I’m always thinking, why don’t you just train that dog to behave? Turns out not all breeds are trainable and many, many pups will remain on a leash for their entire lives.

In addition, of course, to the fact that billions of pet owners just don’t have the time or ambition to raise a good dog.

Which always leads back to my same question…WHY DO YOU OWN A PET???

It’s a fact of life—no one likes everyone. And that rings true in the doggy world as well. Our dog Buck has proved that over and over again.

He’s the official shop dog for Lucky Dogs and greets each and every vehicle personally.

Bucky has limited leash experience (vet visits only) and he’s not shy about his arrogance regarding personal freedom. And why not? He’s EARNED his freedom.

Here’s a dog that listens. He’s been taught because nobody wants their vet chart’s final entry to read HBC (hit by car.) Granted, it took a few years but he gets it. No means no, etc., etc.

When folks exit their vehicles with a leashed pup in tow I swear Bucky seems to shake his head in confusion, then promptly walks away.

No doubt he considers his tethered brethren a lesser breed for having to be restrained and loses interest immediately.

Again, like their owners, dogs choose their friends.
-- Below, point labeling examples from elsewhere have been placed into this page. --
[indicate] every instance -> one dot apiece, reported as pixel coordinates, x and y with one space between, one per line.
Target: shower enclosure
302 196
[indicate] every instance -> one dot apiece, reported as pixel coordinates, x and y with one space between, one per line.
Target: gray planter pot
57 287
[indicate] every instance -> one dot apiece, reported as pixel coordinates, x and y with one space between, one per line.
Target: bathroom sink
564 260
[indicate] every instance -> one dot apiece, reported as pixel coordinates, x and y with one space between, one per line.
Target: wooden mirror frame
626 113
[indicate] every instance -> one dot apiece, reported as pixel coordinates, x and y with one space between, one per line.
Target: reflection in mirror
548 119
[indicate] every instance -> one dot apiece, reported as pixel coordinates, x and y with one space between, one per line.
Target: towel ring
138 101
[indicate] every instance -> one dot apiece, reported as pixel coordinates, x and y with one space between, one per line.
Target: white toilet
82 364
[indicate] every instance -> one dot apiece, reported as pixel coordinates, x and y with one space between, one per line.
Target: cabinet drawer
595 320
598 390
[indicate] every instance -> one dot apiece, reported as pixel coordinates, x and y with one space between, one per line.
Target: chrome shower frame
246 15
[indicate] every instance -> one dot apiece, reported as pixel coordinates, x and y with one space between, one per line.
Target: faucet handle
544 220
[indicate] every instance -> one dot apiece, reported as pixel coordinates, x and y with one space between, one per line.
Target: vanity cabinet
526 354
With their insane gift of scent they can sniff out an enemy from miles away and believe me, I think we share the same taste.

He can spot a pampered pooch at a glance, THROUGH A CAR WINDOW!!…and he promptly dismisses it with a diva-like head toss followed by a blatant “watch my tail.” It’s hysterical to observe.

So which came first, the undisciplined animal or the unruly children? Or do they all happen at once? If you can’t train your pet to behave, is your success at childrearing compromised?

Do you simply exist in a land of no boundaries? Take a moment to reflect on your friends/family with pets AND kids.

Anyone see a pattern here? I’ll be the first to admit, my daughter’s dog in the most spoiled arrogant little thing on this planet. Therefore, I have abandoned that burning desire for grandbabies.

Oh, I’ll love ‘em if they get here, but boy oh boy, talk about a dog-eat-dog world.